#### Short explanation of titles from dataset:

### movie.csv
1. movieId – unique movie number
2. title – movie name
3. movieId – unique movie number

### rating.csv
1. userid – unique user number
2. movieId – unique movie number
3. rating – the rating given to the movie by the user
4. timestamp – movie release date

#### Hybrid Recommend System (Item-Based and User-Based)
#### Hybrid recommender systems are used to improve the quality of the model and make more effective recommendations.
#### User-Based: User-Based Collaborative Filtering is a technique used to predict the items that a user might like on the basis of ratings given to that item by the other users who have similar taste with that of the target user.
#### Item-Based: It is a form of collaborative filtering for recommender systems based on the similarity between items calculated using people's ratings of those items.

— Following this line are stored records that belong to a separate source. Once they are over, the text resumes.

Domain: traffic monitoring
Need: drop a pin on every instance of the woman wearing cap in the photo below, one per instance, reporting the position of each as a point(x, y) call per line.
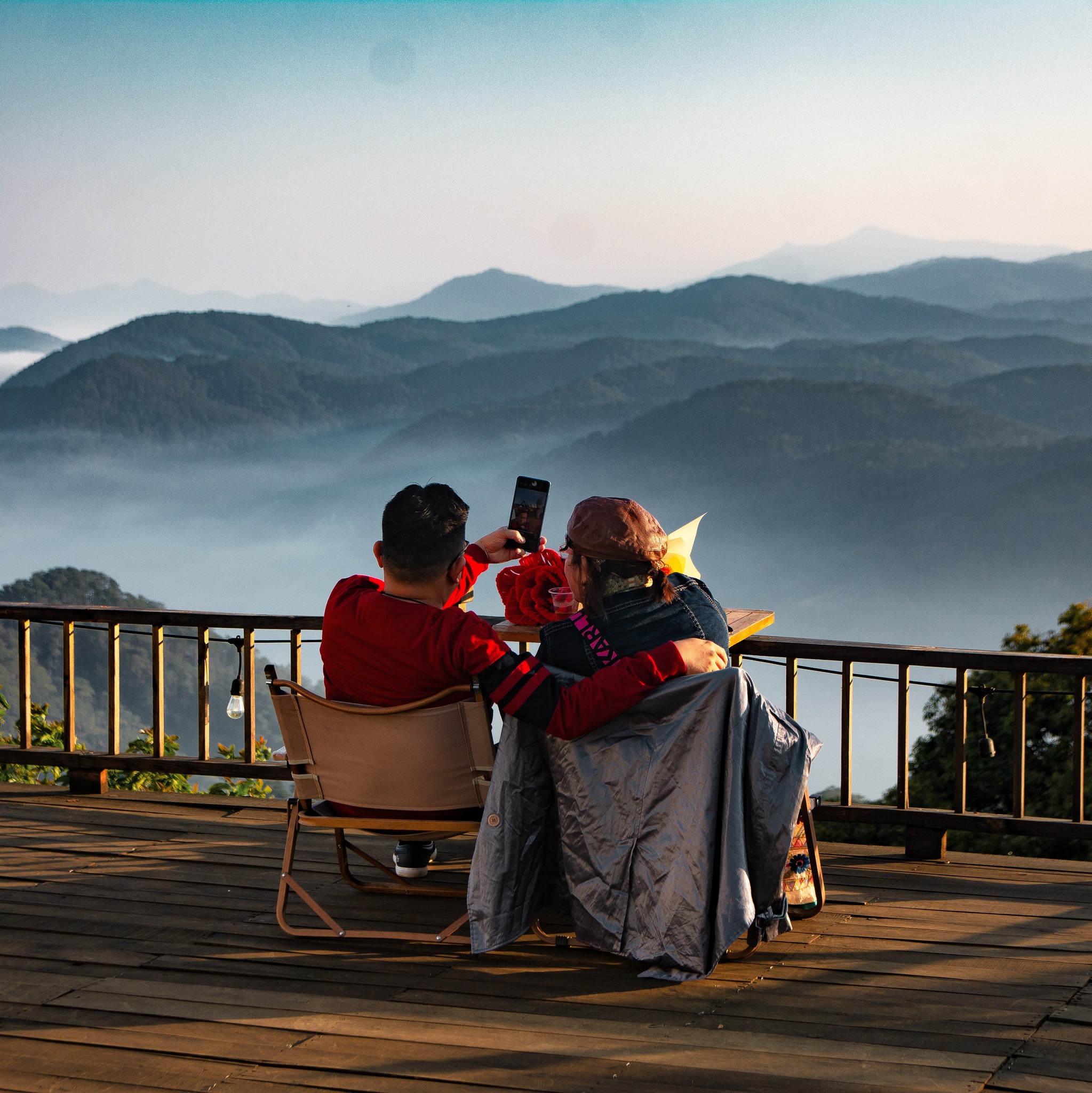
point(613, 551)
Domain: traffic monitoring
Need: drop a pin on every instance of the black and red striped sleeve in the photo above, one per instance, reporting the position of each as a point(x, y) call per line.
point(524, 687)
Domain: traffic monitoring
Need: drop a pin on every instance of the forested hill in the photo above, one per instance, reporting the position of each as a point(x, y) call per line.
point(378, 350)
point(747, 311)
point(979, 283)
point(860, 468)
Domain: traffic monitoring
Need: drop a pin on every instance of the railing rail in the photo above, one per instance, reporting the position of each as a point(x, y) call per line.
point(926, 828)
point(87, 770)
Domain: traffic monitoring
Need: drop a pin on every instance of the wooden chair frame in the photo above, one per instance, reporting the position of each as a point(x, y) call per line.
point(753, 938)
point(403, 828)
point(402, 886)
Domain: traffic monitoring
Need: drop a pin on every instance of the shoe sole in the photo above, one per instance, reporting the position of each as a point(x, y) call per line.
point(410, 874)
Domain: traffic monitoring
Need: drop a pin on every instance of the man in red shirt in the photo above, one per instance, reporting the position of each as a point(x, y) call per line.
point(403, 639)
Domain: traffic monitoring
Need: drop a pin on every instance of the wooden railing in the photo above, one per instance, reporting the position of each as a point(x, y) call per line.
point(87, 770)
point(926, 829)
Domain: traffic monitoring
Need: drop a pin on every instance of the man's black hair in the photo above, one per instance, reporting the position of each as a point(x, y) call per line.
point(424, 530)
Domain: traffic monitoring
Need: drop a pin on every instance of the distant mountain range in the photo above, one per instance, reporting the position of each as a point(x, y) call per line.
point(91, 311)
point(728, 312)
point(26, 340)
point(489, 295)
point(980, 283)
point(865, 426)
point(873, 249)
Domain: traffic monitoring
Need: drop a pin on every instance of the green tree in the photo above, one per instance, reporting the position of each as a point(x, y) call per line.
point(1048, 762)
point(44, 734)
point(244, 787)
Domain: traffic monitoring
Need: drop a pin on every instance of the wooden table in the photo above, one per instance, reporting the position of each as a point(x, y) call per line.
point(743, 621)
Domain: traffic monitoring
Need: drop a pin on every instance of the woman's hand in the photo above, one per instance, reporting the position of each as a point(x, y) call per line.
point(503, 544)
point(702, 656)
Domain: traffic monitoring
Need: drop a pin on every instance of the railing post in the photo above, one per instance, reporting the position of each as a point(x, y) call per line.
point(959, 796)
point(1019, 741)
point(25, 682)
point(202, 692)
point(68, 638)
point(1079, 749)
point(113, 689)
point(157, 713)
point(902, 781)
point(248, 694)
point(847, 733)
point(296, 656)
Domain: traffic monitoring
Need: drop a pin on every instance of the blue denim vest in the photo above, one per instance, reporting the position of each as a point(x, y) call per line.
point(634, 622)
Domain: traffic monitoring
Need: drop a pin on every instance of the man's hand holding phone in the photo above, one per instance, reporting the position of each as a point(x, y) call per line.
point(504, 544)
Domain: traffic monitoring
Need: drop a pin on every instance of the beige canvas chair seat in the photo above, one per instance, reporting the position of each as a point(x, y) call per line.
point(414, 759)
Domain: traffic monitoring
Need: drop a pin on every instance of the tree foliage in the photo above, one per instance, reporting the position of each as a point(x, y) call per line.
point(1048, 762)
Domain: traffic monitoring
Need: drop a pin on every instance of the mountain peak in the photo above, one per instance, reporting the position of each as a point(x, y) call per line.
point(873, 249)
point(492, 294)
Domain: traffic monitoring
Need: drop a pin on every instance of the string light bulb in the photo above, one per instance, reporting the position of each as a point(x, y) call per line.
point(235, 704)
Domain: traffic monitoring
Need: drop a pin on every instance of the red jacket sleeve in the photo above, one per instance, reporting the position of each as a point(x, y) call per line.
point(528, 689)
point(476, 564)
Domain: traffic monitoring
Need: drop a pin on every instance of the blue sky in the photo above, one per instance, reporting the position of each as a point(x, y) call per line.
point(373, 150)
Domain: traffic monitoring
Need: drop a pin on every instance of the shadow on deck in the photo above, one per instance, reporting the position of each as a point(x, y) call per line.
point(139, 950)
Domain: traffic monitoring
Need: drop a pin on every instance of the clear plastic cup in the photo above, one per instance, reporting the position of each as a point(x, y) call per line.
point(564, 601)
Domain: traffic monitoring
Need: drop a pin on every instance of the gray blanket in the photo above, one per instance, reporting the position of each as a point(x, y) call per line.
point(663, 835)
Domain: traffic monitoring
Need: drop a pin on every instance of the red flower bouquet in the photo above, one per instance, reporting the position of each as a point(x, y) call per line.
point(525, 587)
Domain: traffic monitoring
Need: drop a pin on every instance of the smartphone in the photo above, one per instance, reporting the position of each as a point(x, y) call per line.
point(529, 511)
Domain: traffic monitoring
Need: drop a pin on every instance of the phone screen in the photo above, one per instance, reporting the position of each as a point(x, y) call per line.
point(529, 510)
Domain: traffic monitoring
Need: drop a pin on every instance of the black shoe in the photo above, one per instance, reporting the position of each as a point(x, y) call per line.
point(412, 859)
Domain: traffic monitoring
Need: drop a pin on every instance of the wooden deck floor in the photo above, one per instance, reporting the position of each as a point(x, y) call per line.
point(138, 950)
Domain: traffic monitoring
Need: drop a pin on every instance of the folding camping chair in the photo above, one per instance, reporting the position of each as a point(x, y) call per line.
point(803, 878)
point(382, 760)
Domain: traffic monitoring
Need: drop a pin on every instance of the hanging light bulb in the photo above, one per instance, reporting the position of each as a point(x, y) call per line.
point(986, 749)
point(235, 704)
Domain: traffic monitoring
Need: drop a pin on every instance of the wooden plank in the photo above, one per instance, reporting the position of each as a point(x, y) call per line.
point(1078, 781)
point(925, 656)
point(169, 764)
point(113, 688)
point(249, 711)
point(847, 754)
point(37, 987)
point(157, 681)
point(123, 1069)
point(202, 654)
point(745, 623)
point(150, 616)
point(1019, 741)
point(959, 772)
point(902, 747)
point(482, 1029)
point(792, 671)
point(296, 656)
point(23, 640)
point(1009, 1082)
point(68, 645)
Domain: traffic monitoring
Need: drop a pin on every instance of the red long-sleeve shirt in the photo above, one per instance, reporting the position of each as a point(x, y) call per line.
point(382, 651)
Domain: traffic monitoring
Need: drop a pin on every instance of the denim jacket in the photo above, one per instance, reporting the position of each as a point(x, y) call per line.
point(634, 622)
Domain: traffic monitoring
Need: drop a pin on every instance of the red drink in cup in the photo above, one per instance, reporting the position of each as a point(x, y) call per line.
point(564, 601)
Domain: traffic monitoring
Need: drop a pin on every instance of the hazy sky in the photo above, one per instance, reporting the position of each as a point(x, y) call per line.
point(373, 150)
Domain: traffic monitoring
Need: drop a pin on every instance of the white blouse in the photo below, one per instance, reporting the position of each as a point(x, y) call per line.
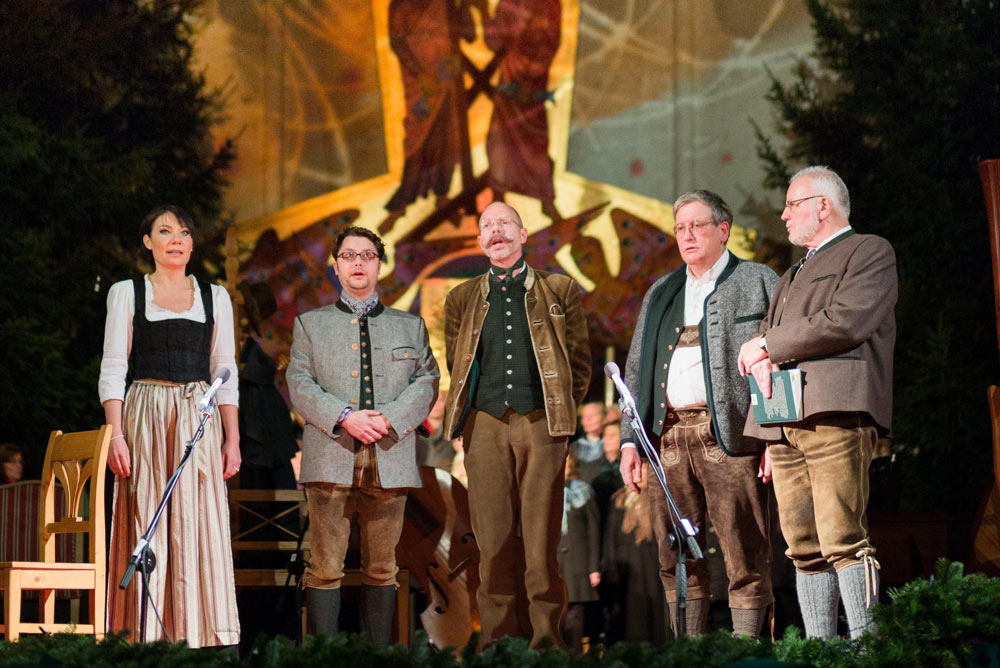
point(118, 337)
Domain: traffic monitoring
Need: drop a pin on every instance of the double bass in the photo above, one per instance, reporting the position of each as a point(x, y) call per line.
point(438, 547)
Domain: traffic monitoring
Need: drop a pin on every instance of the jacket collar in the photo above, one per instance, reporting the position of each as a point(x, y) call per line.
point(484, 281)
point(376, 310)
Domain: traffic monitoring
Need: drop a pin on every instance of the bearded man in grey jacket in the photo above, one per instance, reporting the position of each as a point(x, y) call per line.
point(693, 404)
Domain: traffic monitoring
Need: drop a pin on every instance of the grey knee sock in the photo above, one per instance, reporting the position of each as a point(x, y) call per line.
point(854, 590)
point(747, 622)
point(696, 619)
point(377, 606)
point(819, 596)
point(322, 610)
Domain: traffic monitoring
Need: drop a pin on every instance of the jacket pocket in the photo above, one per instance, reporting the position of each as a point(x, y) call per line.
point(404, 353)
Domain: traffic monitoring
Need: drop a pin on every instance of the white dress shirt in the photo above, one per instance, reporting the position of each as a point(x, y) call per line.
point(118, 337)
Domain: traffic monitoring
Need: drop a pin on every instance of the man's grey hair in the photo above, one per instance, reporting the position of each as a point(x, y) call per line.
point(721, 213)
point(829, 184)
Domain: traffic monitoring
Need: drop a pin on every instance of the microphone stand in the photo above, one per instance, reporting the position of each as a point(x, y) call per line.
point(684, 532)
point(143, 557)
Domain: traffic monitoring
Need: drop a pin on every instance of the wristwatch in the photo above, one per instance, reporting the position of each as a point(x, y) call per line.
point(343, 415)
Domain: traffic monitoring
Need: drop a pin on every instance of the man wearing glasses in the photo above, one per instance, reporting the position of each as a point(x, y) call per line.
point(519, 358)
point(832, 317)
point(364, 378)
point(694, 403)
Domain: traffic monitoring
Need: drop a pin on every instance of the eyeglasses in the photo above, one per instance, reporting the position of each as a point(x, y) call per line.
point(694, 227)
point(793, 203)
point(500, 222)
point(367, 256)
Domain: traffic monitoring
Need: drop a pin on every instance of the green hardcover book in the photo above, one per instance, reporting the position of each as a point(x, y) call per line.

![hybrid rec system(3).jpg](attachment:b501f3ac-4db2-4c28-9a7d-b9abeaf79d0d.jpg)

#### Import libraries and get the dataset.

In [None]:
import pandas as pd
import seaborn as sns
import random

In [None]:
import os
for dirname, _, filenames in os.walk('/kaggle/input'):
    for filename in filenames:
        print(os.path.join(dirname, filename))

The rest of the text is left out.